Just look at Celine Dion, who has revitalized her whole public persona by being the woman who believes in the dream of the dress; who will wear the wild outfit, convenience or weather or occasion be damned; who will conjure Richard Avedon photographing a Balenciaga model with her big Parisian dog in the big poofy Richard Quinn dress with her two weimaraners. The runways are in on the dream, too. Pierpaolo Piccioli continues to expand on the fantasy of Valentino’s well-traveled but chateau-bound hostess; the house’s fabric sculptures in bold color combinations and ’70s floral prints almost look like an alternative medicine for calming the nervous mind of the global citizen. But couture isn’t just a plaything for the .01%: along with Giambattista Valli and his “big pink dress,” these designs have in fact set an agenda that’s rippled through the most commercial strains of women’s ready-to-wear, as the racks at Barneys, Bergdorfs, and Nieman’s are stocked with affordable versions of this dress for the woman who serves a whole fish barefoot while making jokes about Robert Mueller. Or, well, imagines she does.
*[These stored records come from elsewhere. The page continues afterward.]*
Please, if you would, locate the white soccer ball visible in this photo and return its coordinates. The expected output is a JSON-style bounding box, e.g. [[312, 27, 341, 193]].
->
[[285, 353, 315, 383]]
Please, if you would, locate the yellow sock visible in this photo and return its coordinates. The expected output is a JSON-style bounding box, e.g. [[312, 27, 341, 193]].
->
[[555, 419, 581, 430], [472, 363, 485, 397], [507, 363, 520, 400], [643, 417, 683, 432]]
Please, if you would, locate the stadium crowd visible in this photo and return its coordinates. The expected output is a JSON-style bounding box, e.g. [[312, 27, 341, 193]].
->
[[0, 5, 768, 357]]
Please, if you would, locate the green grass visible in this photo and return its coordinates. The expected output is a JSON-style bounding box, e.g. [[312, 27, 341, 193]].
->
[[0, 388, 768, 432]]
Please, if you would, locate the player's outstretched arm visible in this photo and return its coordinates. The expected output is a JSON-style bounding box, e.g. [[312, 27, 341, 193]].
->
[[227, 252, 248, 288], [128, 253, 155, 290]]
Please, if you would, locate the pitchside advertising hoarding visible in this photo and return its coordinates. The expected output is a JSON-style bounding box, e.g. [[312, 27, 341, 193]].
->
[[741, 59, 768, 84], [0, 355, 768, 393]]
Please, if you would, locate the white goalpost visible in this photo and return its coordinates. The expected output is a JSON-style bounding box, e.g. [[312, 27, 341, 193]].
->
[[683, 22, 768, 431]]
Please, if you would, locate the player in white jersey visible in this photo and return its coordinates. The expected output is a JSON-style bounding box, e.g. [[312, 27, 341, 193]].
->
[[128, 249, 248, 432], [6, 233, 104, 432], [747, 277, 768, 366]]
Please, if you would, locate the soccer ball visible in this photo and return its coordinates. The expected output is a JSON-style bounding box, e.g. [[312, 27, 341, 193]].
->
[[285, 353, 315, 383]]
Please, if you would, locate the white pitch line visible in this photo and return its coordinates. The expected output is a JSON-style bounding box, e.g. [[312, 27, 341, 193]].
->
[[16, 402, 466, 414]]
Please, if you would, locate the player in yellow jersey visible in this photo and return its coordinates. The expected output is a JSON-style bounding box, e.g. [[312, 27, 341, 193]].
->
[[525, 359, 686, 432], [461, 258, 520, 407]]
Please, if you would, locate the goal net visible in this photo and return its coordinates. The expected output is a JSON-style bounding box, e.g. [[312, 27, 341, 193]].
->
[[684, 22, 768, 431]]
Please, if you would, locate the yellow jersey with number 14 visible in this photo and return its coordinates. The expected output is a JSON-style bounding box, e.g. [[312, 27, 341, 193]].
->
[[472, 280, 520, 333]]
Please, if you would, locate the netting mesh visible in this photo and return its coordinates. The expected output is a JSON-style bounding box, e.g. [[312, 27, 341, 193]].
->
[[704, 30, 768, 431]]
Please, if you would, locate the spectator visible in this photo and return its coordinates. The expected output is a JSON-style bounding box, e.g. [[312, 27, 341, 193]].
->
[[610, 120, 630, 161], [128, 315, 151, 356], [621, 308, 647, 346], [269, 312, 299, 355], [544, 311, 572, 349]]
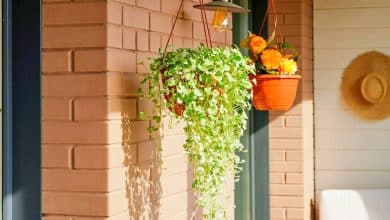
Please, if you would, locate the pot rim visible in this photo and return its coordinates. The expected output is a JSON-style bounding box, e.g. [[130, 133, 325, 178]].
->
[[252, 74, 301, 79]]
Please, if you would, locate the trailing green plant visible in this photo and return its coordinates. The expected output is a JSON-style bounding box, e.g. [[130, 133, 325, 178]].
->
[[139, 45, 255, 219]]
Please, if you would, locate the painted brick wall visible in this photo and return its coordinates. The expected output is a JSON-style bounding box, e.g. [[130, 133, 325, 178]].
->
[[42, 0, 233, 220], [269, 0, 314, 220]]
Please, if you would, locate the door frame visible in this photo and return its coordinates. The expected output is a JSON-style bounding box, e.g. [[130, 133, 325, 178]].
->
[[2, 0, 41, 220]]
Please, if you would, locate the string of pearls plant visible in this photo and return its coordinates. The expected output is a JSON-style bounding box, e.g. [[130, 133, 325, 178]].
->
[[139, 45, 255, 219]]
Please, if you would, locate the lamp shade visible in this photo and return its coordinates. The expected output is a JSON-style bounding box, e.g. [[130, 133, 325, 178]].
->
[[194, 0, 250, 13]]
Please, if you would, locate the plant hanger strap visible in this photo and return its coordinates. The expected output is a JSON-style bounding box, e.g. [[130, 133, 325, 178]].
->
[[164, 0, 184, 54], [199, 0, 213, 47], [258, 0, 283, 43], [164, 0, 213, 54]]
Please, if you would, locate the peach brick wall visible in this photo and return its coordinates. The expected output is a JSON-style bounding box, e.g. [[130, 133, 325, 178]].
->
[[42, 0, 233, 220], [269, 0, 314, 220]]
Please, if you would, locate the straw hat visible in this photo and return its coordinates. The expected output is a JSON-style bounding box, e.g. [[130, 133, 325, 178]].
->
[[341, 51, 390, 120]]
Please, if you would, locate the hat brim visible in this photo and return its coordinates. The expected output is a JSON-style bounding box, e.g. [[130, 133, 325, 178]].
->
[[341, 51, 390, 120]]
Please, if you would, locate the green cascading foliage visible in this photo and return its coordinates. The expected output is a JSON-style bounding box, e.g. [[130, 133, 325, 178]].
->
[[139, 45, 255, 219]]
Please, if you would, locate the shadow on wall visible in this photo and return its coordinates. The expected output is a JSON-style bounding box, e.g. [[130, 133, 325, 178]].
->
[[122, 113, 162, 219], [122, 113, 202, 220]]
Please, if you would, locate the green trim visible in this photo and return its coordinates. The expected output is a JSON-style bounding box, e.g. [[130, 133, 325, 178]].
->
[[251, 0, 270, 220], [233, 0, 270, 220], [233, 0, 251, 220]]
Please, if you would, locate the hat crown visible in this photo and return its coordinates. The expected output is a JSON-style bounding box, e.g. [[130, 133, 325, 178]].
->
[[360, 72, 387, 104]]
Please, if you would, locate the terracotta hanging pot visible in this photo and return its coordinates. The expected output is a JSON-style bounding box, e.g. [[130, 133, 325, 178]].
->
[[250, 74, 301, 111]]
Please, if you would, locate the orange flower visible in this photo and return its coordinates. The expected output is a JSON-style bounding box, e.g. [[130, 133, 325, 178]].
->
[[260, 49, 282, 70], [279, 58, 298, 75], [249, 35, 267, 54]]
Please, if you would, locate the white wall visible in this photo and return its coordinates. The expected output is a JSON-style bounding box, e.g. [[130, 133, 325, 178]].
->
[[314, 0, 390, 192]]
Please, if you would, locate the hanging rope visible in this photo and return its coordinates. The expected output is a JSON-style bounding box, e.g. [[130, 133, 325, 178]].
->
[[164, 0, 213, 54], [258, 0, 283, 43], [164, 0, 184, 54], [199, 0, 213, 47]]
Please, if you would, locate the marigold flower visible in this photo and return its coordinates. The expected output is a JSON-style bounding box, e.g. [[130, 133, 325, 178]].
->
[[249, 35, 267, 54], [279, 58, 298, 75], [260, 49, 282, 70]]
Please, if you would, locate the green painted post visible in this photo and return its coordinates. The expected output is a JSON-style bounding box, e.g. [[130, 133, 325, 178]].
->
[[250, 0, 270, 220], [233, 0, 270, 220], [233, 0, 251, 220]]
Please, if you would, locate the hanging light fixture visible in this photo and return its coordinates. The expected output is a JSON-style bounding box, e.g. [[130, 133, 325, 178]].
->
[[194, 0, 250, 31]]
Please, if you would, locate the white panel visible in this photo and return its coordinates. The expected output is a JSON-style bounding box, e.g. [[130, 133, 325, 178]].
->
[[313, 0, 390, 9], [316, 109, 390, 129], [314, 69, 344, 90], [314, 48, 390, 70], [313, 0, 390, 193], [319, 189, 390, 220], [314, 27, 390, 49], [316, 150, 390, 171], [316, 170, 390, 191], [315, 129, 390, 150], [314, 7, 390, 28], [314, 89, 345, 111]]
For the most part, the dream remains a woman’s domain. Men are having a lot of fun pulling from the silhouettes, attitude, and business apparatus of womenswear in ready-to-wear, but at a few houses—Margiela, Dior Men’s, and Givenchy—designers are daring to combine couture with fashion’s other darling of the moment: menswear.

Last spring, John Galliano showed his last standalone men’s show for Maison Margiela and quietly launched a revolution. “It’s the highest form of dressmaking, but for men,” he said at the time on his podcast, a behind-the-scenes, rhapsodic soliloquy on fashion theory that arrives with each collection. The event may have been Paris Men’s Fashion Week, but the clothing, Galliano contended, was genderless. Take his extensive use of satin-back crepe in that collection: the body’s temperature warms up the fabric, breaking it down, causing it to mold to the body. This is anathema, of course, to men’s tailoring, which posits the suit and all its descendents (like, idk, chinos!) as sacks of fabric that either render the human form a mostly straight line or are cleverly cut to disguise its flaws and play up its strengths (shoulders!).